HECT-E3 ligases play an essential role in catalyzing the transfer of ubiquitin to protein substrates. The noncatalytic roles of HECT-E3 ligases in cells are unknown. Here, we report that a HECT-E3 ligase, HACE1, functions as an adaptor independent of its E3 ligase activity. We identified Spindlin-1, a histone reader, as a new HACE1-associated protein. Interestingly, we found that HACE1 promotes Spindlin-1 degradation via the proteasome in an ubiquitination-independent manner. Functionally, we demonstrated that the loss of HACE1 results in weak cell-cell adhesion due to Spindlin-1-mediated accumulation of GDNF, a negative regulator of cell adhesion. Together, our data suggest that HACE1 acts as a molecular adaptor and plays an important noncatalytic role in presenting selected substrates directly to the proteasome for degradation.

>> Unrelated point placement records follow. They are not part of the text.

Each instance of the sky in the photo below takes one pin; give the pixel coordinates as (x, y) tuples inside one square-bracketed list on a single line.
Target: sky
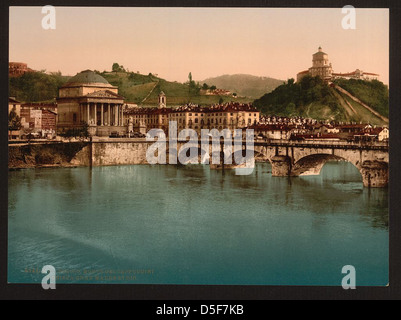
[(208, 42)]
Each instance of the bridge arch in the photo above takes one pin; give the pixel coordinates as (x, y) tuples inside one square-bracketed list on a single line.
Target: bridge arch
[(312, 164), (374, 173)]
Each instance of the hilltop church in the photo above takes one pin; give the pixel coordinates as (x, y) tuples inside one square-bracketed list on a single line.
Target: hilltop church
[(322, 68), (89, 98)]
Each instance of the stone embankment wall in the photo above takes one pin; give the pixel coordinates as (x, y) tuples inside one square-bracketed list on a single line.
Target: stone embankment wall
[(65, 154), (48, 154)]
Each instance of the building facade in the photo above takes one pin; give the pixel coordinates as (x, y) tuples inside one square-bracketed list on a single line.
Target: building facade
[(225, 116), (89, 98), (322, 67), (16, 69)]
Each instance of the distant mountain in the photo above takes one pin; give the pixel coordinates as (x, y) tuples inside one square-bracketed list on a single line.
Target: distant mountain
[(244, 84)]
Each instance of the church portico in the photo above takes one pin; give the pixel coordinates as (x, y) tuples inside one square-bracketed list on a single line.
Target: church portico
[(95, 103)]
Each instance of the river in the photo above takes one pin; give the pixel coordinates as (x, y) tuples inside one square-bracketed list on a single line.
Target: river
[(167, 224)]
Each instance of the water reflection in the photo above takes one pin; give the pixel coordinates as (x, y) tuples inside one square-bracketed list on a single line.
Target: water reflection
[(205, 223)]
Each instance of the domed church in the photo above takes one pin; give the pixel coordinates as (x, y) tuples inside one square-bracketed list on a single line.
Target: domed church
[(89, 98)]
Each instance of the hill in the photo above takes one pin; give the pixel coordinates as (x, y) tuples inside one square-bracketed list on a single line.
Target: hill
[(36, 86), (244, 84), (134, 87), (313, 98), (144, 90)]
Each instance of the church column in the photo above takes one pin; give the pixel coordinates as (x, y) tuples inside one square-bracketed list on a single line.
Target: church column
[(108, 115), (95, 105), (101, 115), (87, 112)]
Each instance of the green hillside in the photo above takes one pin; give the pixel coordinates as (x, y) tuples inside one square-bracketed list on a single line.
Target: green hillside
[(244, 84), (134, 87), (144, 90), (313, 98), (36, 86)]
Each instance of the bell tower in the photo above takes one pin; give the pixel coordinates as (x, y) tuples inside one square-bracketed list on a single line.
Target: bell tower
[(162, 100)]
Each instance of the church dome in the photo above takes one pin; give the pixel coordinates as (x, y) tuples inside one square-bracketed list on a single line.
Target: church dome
[(87, 77)]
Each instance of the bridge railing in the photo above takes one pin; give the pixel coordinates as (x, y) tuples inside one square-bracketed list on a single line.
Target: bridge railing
[(332, 143)]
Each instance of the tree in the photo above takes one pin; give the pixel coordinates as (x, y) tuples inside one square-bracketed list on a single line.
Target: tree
[(14, 122), (115, 67)]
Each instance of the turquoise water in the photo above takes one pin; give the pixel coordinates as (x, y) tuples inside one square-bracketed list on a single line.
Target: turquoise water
[(192, 225)]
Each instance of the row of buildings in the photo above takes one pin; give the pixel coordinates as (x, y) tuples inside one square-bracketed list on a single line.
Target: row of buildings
[(89, 99)]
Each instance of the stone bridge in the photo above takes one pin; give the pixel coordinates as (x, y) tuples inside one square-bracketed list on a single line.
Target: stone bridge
[(287, 158), (290, 158), (307, 158)]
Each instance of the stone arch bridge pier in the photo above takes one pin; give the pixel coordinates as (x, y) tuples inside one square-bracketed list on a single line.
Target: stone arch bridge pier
[(307, 158)]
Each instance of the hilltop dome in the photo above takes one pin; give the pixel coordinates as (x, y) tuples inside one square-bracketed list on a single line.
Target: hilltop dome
[(87, 77)]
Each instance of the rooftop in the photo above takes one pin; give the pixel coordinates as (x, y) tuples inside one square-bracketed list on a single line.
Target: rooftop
[(86, 77)]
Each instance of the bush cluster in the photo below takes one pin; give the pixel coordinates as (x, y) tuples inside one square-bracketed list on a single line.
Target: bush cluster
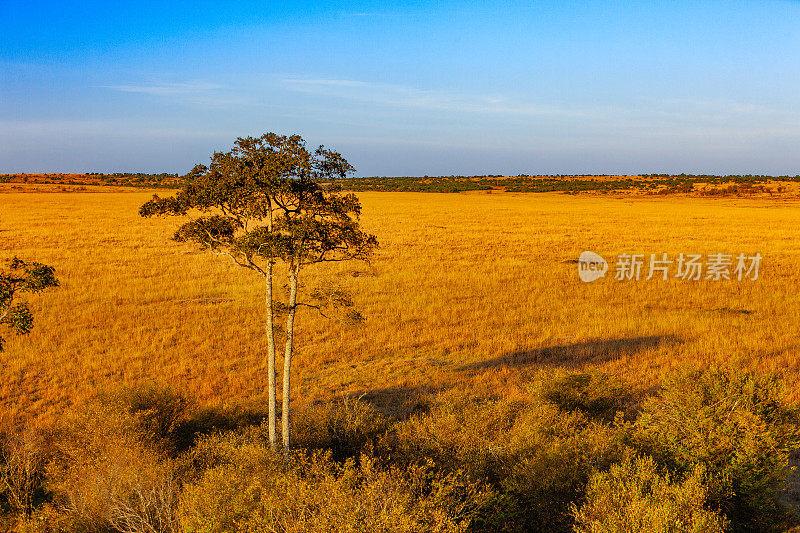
[(581, 452)]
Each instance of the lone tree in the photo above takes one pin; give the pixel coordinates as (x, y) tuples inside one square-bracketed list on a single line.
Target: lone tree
[(18, 278), (268, 200)]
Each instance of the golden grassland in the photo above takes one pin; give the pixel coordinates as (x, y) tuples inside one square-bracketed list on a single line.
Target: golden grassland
[(467, 290)]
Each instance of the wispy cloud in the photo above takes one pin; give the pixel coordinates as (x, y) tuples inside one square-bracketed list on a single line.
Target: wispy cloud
[(200, 93), (168, 89), (410, 97)]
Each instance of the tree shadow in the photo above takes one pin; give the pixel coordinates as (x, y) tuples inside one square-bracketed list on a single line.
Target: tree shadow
[(576, 354)]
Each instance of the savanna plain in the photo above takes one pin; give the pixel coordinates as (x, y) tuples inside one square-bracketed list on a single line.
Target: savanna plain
[(488, 388)]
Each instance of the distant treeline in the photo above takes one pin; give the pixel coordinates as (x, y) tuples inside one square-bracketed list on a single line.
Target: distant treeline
[(572, 184), (710, 185), (122, 179)]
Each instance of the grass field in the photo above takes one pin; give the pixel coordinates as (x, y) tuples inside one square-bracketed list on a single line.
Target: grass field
[(468, 290)]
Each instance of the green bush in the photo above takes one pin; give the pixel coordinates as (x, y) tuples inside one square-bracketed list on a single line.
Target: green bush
[(597, 395), (110, 474), (537, 457), (633, 497), (249, 488), (737, 427), (344, 429)]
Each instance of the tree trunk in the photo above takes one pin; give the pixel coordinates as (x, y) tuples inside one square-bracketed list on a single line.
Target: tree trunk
[(287, 356), (273, 437)]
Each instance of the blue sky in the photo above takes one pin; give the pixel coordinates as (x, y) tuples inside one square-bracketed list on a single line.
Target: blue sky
[(405, 88)]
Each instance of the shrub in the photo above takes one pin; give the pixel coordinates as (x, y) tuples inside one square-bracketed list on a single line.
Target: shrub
[(343, 428), (738, 428), (24, 456), (632, 496), (248, 488), (156, 412), (110, 475), (536, 457), (596, 395)]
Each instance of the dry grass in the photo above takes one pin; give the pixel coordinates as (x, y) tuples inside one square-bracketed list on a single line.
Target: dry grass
[(467, 289)]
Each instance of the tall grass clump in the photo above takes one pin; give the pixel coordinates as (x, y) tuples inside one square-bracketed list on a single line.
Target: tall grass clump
[(247, 487), (736, 426), (634, 496)]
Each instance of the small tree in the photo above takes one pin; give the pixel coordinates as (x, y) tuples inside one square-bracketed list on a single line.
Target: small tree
[(267, 200), (21, 277)]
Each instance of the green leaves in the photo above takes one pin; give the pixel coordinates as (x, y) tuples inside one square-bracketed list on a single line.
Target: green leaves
[(22, 277), (270, 199)]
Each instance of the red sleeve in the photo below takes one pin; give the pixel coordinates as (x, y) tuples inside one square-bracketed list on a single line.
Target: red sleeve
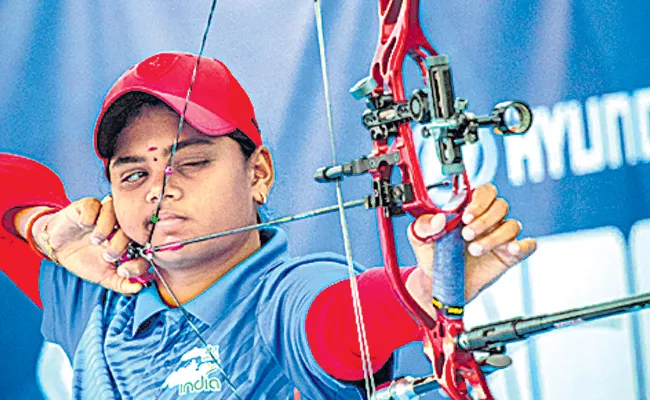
[(24, 183), (332, 332)]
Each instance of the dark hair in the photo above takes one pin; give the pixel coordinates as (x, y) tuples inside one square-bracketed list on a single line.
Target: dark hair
[(129, 107)]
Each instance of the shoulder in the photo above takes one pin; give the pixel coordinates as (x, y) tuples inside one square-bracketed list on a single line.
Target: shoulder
[(331, 267)]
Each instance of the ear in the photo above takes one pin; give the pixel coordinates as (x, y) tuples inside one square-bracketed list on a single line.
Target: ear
[(262, 173)]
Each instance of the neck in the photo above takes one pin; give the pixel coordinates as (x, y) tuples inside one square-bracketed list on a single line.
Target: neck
[(188, 282)]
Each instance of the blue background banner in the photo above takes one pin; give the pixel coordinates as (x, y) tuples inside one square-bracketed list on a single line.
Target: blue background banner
[(577, 180)]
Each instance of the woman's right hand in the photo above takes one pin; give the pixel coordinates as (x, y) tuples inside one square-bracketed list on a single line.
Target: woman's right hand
[(86, 239)]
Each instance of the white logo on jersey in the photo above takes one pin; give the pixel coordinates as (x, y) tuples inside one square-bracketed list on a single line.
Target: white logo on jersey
[(195, 376)]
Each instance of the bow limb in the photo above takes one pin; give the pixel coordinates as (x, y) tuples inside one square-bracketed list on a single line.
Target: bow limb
[(401, 35)]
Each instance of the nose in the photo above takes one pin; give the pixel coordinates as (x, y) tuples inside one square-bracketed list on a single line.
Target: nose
[(171, 190)]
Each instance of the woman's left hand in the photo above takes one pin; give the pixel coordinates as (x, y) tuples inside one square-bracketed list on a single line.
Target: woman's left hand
[(492, 245)]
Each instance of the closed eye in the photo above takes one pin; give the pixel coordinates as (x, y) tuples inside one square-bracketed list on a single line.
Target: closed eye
[(194, 164), (134, 177)]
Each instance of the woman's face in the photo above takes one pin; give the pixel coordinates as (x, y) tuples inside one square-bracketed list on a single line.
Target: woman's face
[(212, 187)]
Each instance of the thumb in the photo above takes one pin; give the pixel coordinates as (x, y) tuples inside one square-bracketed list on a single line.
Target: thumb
[(427, 225), (422, 228)]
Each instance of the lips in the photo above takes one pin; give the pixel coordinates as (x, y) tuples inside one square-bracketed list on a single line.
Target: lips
[(168, 219)]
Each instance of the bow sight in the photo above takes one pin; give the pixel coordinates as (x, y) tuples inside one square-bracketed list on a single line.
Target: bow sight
[(441, 116)]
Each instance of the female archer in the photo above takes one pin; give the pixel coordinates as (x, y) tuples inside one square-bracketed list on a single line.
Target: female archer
[(233, 317)]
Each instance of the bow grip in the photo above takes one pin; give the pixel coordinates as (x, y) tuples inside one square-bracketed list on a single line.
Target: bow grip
[(449, 274)]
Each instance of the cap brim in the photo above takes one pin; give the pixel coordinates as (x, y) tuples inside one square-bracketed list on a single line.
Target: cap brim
[(197, 116)]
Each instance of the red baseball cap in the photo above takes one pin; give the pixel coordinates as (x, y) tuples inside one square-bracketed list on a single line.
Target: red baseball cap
[(218, 104)]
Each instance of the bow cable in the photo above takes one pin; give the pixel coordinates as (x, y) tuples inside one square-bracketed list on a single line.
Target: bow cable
[(169, 169), (361, 330)]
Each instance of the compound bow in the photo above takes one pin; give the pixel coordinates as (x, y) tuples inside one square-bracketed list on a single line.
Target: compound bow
[(442, 118)]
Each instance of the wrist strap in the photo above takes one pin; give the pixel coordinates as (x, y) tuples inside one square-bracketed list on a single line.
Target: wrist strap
[(30, 234)]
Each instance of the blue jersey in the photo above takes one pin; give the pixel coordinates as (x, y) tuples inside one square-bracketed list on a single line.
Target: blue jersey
[(253, 319)]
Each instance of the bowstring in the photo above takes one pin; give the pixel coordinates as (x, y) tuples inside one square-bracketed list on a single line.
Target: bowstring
[(368, 377), (169, 169)]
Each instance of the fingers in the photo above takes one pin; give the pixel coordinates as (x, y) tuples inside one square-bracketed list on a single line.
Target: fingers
[(518, 250), (105, 222), (116, 246), (133, 268), (487, 220), (482, 198), (87, 210), (504, 233)]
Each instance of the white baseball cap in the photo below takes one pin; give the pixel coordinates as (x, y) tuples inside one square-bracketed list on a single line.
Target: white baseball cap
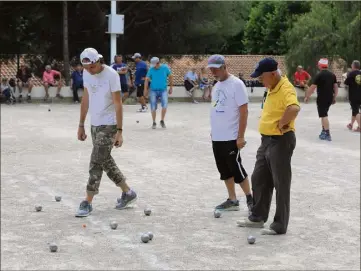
[(154, 61), (136, 55), (89, 56)]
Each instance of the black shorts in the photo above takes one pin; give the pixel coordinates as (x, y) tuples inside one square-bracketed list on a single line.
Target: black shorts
[(140, 90), (124, 88), (355, 106), (228, 160), (323, 106), (188, 85)]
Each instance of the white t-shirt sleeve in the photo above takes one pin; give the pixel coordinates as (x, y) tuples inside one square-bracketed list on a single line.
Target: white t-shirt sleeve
[(86, 79), (241, 95), (114, 83)]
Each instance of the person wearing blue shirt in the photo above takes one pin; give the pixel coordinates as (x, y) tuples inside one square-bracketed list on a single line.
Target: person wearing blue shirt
[(122, 70), (141, 70), (158, 76), (77, 82)]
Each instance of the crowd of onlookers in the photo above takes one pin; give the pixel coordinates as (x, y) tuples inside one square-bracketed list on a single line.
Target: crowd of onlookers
[(52, 78)]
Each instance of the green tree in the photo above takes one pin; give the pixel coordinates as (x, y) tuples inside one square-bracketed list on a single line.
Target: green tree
[(268, 22), (330, 29)]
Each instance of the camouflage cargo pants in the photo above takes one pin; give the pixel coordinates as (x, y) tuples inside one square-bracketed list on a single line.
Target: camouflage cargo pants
[(101, 159)]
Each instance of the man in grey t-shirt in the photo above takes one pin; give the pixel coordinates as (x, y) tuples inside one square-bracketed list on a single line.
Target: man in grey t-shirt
[(229, 113)]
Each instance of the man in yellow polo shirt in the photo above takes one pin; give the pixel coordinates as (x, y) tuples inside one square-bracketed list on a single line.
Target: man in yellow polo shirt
[(273, 161)]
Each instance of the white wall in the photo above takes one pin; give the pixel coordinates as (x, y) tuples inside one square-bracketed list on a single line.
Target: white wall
[(178, 92)]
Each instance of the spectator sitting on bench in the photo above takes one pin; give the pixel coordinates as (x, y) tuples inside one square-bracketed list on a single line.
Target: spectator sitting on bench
[(77, 82), (24, 76), (301, 78), (190, 83), (6, 91), (51, 78)]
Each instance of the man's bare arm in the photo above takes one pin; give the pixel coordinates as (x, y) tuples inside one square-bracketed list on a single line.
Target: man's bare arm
[(117, 99), (243, 111), (289, 115), (84, 106), (170, 80), (146, 83), (310, 91)]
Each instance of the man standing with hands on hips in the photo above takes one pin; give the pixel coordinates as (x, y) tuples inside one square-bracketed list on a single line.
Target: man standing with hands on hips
[(273, 160), (158, 75), (103, 99), (229, 113)]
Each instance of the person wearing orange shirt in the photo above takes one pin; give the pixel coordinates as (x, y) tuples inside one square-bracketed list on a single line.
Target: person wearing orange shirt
[(49, 81)]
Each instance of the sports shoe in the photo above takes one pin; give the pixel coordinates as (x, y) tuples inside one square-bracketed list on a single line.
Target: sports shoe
[(268, 232), (322, 136), (84, 209), (250, 205), (143, 109), (328, 137), (126, 199), (162, 124), (228, 205), (250, 223)]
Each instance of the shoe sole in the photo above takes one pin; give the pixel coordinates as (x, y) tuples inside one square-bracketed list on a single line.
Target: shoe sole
[(235, 208), (85, 215), (126, 206), (245, 225)]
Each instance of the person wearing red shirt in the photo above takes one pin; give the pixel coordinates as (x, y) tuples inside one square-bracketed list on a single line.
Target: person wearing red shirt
[(301, 78), (50, 81)]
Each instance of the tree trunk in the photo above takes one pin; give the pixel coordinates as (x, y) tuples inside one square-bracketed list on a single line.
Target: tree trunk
[(66, 43)]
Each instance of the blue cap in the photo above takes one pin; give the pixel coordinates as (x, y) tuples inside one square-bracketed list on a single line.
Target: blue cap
[(265, 65), (216, 61)]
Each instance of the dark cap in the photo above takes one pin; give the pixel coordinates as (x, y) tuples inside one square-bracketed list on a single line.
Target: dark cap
[(265, 65)]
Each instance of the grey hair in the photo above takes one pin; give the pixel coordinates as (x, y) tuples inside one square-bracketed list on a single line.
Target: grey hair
[(356, 64)]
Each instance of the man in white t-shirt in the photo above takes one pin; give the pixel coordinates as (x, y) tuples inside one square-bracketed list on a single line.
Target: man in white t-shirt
[(102, 96), (229, 113), (190, 83)]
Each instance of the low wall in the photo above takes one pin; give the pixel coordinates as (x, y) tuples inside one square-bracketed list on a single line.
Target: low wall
[(179, 94)]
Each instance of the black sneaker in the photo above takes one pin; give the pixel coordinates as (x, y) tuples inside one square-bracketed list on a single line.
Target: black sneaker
[(84, 209), (228, 205), (250, 206), (162, 124)]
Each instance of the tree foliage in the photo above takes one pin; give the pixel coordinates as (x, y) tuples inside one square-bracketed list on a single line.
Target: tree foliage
[(330, 29), (268, 22), (151, 27)]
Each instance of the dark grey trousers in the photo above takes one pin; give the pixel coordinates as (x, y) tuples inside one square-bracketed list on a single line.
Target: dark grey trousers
[(273, 170)]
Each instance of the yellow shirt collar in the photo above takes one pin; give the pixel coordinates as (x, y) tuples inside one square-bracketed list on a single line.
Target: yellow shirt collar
[(278, 86)]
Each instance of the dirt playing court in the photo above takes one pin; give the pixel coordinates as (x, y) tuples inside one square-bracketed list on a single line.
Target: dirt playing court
[(173, 172)]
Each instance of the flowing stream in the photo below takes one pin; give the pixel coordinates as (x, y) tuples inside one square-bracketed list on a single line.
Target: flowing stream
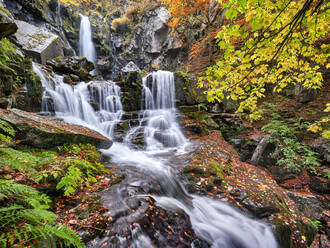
[(86, 45), (97, 105)]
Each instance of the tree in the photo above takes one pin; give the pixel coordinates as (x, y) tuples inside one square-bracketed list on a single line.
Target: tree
[(268, 45), (190, 13)]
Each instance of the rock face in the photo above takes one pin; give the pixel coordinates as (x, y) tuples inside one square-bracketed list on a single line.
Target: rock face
[(148, 43), (131, 86), (78, 66), (303, 94), (38, 43), (187, 90), (45, 132)]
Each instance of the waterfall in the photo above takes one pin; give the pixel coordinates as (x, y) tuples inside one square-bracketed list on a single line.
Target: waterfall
[(159, 111), (98, 106), (86, 46), (59, 23)]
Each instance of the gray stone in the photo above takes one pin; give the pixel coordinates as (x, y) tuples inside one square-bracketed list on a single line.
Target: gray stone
[(7, 29), (79, 66), (322, 146), (38, 43), (46, 132), (262, 154), (130, 67), (7, 23), (5, 102), (156, 29)]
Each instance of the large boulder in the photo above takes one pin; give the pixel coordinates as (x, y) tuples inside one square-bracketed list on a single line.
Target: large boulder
[(7, 24), (187, 90), (79, 66), (38, 43), (46, 132), (303, 94), (131, 87)]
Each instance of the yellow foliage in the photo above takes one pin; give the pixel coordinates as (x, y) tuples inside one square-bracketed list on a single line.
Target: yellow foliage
[(251, 59), (120, 22)]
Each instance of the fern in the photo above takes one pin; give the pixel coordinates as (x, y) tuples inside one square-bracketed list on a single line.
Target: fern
[(290, 152), (25, 220)]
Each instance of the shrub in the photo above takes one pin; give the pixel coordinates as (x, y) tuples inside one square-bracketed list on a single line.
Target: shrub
[(291, 153), (120, 22), (70, 172), (25, 220)]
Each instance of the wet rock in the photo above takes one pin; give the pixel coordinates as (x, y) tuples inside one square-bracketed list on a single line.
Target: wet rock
[(170, 228), (322, 147), (103, 65), (262, 154), (281, 174), (38, 43), (148, 42), (229, 125), (130, 67), (29, 96), (320, 184), (46, 132), (324, 241), (7, 29), (71, 79), (79, 66), (193, 129), (259, 210)]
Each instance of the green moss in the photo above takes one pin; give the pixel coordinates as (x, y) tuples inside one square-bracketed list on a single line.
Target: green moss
[(6, 12)]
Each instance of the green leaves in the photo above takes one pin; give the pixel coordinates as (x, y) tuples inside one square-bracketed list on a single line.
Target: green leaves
[(24, 220), (259, 47), (231, 14)]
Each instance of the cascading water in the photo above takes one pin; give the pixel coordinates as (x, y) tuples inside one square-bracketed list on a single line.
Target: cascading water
[(212, 220), (73, 104), (59, 23), (86, 45)]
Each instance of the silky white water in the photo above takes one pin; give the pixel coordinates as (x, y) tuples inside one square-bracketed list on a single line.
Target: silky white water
[(212, 220), (86, 45), (73, 104)]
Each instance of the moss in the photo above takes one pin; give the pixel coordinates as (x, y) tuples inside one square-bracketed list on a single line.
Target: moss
[(2, 9)]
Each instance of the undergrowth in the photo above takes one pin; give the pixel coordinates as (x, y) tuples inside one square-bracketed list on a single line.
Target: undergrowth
[(25, 220), (291, 152)]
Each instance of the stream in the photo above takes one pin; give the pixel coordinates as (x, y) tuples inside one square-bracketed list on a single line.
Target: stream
[(151, 171), (153, 183)]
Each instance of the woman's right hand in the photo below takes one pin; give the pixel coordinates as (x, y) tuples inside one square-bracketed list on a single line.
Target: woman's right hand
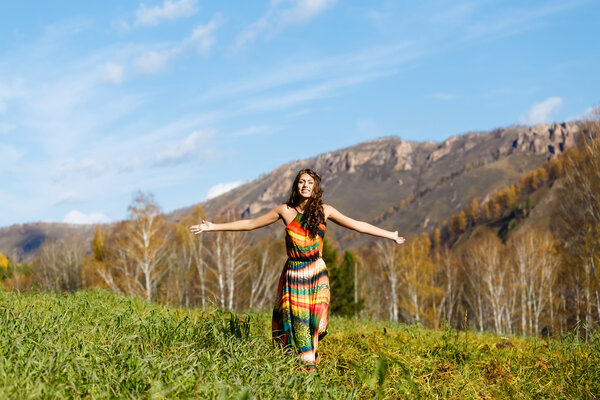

E3连接酶HACE1对Spindlin-1的非泛素依赖性蛋白酶体降解有助于细胞-细胞粘附。
HECT-E3连接酶在催化泛素转移到蛋白质底物中起着至关重要的作用。HECT-E3连接酶在细胞中的非催化作用尚不清楚。在这里,我们报道了HECT-E3连接酶HACE1作为一个独立于其E3连接酶活性的适配器发挥作用。我们鉴定出组蛋白解读器Spindlin-1是一种新的hace1相关蛋白。有趣的是,我们发现HACE1以不依赖泛素化的方式通过蛋白酶体促进Spindlin-1的降解。在功能上,我们证明HACE1的缺失会导致细胞粘附减弱,这是由于spindlin -1介导的GDNF积累,GDNF是细胞粘附的负调节因子。总之,我们的数据表明,HACE1作为一个分子接头,在将选定的底物直接呈现给蛋白酶体进行降解方面起着重要的非催化作用。
本文章由计算机程序翻译,如有差异,请以英文原文为准。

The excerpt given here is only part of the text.